O filme O Mistério do Gato Chinês (2019) é visualmente deslumbrante. Se diante de um bom filme de ação o espectador quase perde o fôlego graças à velocidade com que as cenas transcorrem em meio a tiros, perseguições, lutas constantes e elementos dessa natureza, nesta produção conjunta de China e Japão, o espectador é convidado a (quase) ter uma overdose de sensações visuais. A multiplicidade de cores, a riqueza de detalhes de objetos, cenários e figurinos, a rapidez com que algo posto em cena transforma-se em outra coisa, a passagem rápida de uma cena para outra coalhada de elementos estimulantes ao olhar fazem deste filme um delírio visual. Um delírio visual poético, lírico, bonito.

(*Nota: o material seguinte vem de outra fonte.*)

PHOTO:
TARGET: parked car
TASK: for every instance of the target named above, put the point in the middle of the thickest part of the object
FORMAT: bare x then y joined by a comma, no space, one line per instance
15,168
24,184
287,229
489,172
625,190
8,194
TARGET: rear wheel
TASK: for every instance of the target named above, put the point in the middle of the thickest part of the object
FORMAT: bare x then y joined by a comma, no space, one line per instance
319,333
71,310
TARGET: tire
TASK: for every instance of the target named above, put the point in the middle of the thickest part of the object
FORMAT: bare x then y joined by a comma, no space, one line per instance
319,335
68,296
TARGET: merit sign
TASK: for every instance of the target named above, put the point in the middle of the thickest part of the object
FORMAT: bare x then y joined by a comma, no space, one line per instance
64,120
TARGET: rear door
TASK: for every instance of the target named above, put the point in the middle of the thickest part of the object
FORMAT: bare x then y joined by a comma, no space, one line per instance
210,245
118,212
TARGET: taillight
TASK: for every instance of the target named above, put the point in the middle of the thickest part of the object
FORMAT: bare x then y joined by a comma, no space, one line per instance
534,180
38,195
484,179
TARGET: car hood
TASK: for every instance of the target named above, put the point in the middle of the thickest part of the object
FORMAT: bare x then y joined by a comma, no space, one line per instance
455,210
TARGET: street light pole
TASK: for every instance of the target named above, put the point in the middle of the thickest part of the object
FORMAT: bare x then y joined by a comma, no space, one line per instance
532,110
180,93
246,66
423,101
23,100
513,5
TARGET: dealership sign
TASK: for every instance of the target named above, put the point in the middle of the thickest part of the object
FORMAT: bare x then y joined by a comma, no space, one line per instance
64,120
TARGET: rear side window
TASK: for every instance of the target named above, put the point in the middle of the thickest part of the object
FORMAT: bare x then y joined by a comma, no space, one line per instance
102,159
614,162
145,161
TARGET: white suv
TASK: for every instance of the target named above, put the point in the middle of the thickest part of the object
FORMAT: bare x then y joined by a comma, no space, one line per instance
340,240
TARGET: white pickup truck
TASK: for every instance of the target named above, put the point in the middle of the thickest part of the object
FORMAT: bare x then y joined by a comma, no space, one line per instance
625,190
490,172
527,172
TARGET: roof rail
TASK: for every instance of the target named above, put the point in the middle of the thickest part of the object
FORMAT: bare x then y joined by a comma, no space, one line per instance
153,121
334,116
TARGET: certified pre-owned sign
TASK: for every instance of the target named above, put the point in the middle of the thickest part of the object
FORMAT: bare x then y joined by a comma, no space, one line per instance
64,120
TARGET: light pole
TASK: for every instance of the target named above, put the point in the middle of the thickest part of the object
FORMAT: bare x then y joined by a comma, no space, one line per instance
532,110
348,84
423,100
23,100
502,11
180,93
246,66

Embaralhando poderosamente as fronteiras existentes entre o que é real nos cenários e o que é trabalho de computação gráfica executado na pós-produção, O Mistério do Gato Chinês flerta com o monumentalismo, exibindo cenários gigantescos, amplos planos abertos e multidões em cena.
O filme está cheio de imagens que se desfazem no ar, com uma sucessão de mutações de realidades. Isso tudo, em sua profusão de detalhes projetados na tela grande na sala escura, cria uma aura etérea, motivando o espectador a sentir-se dentro de um longo sonho (o filme tem duas horas de duração). Ou dentro de um pesadelo, considerando alguns momentos da narrativa que, além da fantasia, também tem suas pitadas de horror.
Caso renda-se ao visual e deixe de dar tanta atenção e importância à história, o espectador é convidado a verificar nesta obra sino-japonesa um lindo exemplo do bom uso do realismo fantástico.
Mas as qualidades desta produção dirigida por Chen Kaige (de Adeus, Minha Concubina) param por aí. A história, em si, é confusa. Se a explosão de cores e truques para o olhar encantam, a narrativa sobre um gato que assassina integrantes da corte imperial cansa.
O poeta chinês Bai Letian (Huang Xuan) e o monge japonês Kûkai (Shôta Sometani) unem-se para tentar descobrir o mistério sobre esse animal que fala, come apenas os olhos dos peixes e, não raras vezes, costuma derramar sangue de humanos por onde passa. O roteiro percorre o caminho dos dois para tentar dar explicações aos fatos.
Caso renda-se ao visual e deixe de dar tanta atenção e importância à história, o espectador é convidado a verificar nesta obra sino-japonesa um lindo exemplo do bom uso do realismo fantástico, no qual o real está profundamente mergulhado em possibilidades inacreditáveis, encantadoras, assustadoras e maleáveis. Neste caso específico, com gato que fala, melancias que florescem e frutificam muito rapidamente, tigre que “explode” em pétalas de flores, cerejeiras floridas que não passam de ilusão e tantos outros exemplos. Está lançada uma boa proposta de escapismo, caso a ideia seja “comprada”.